Now THERE'S a statement which can be challenged, and not only by the medical profession. The point of challenge is obviously use of the word "completely." I was under the impression that journalism students are instructed to avoid such "descriptors" as a matter of good form. Has that changed since my 51-year-old daughter was a journalism student? Or does such advice vary according to which journalism school a student attends?

Self deception has never been and doubtless never will be one of humankind's better or more useful qualities.

The first step toward solving or at least ameliorating the effects of any problem is to acknowledge that a problem EXISTS. This is equally true whether the problem is physical or mental.

In the realm of addressing physical problems* (which may sometimes only involve inanimate objects) the first rule is often given as "define the problem." No, that's actually the SECOND sequential step. We can't seriously define a problem we refuse to believe exists.

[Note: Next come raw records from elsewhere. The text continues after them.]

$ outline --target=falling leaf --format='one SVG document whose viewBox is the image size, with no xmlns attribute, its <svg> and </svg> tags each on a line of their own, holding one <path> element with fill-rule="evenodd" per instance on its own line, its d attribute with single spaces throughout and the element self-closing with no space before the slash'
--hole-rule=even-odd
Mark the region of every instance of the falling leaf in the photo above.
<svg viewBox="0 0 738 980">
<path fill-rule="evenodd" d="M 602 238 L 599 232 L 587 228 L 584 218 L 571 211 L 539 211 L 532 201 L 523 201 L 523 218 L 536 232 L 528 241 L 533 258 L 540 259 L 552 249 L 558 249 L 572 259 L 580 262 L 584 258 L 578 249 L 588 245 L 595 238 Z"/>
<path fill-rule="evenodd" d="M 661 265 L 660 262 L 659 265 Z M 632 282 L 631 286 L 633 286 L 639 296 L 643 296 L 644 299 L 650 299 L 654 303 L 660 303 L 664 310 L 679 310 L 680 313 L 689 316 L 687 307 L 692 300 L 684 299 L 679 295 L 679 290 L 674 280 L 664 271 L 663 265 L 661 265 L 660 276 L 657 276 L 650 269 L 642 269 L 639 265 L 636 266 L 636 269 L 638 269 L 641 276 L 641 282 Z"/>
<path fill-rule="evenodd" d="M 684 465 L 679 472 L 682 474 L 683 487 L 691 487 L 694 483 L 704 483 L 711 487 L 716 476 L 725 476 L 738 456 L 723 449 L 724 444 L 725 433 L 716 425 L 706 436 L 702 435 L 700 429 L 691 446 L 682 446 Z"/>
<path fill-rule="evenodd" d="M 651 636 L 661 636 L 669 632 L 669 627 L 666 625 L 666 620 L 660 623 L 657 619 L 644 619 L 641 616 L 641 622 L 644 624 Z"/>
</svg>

*-No less an authority than Harvard Business School years ago reduced solving physical problems to a step-by-step process. Their process is indeed useful, but they unfortunately chose to start with what should be "step 2."

(Report Comment)
Brad Ferguson August 14, 2014 | 4:28 p.m.

Rather than chastise Elise for something she wrote on her personal blog and shared with the world, it would be better to support her. People like Elise and myself who suffer from depression need support and compassion. I wish you the best in your journey, Elise.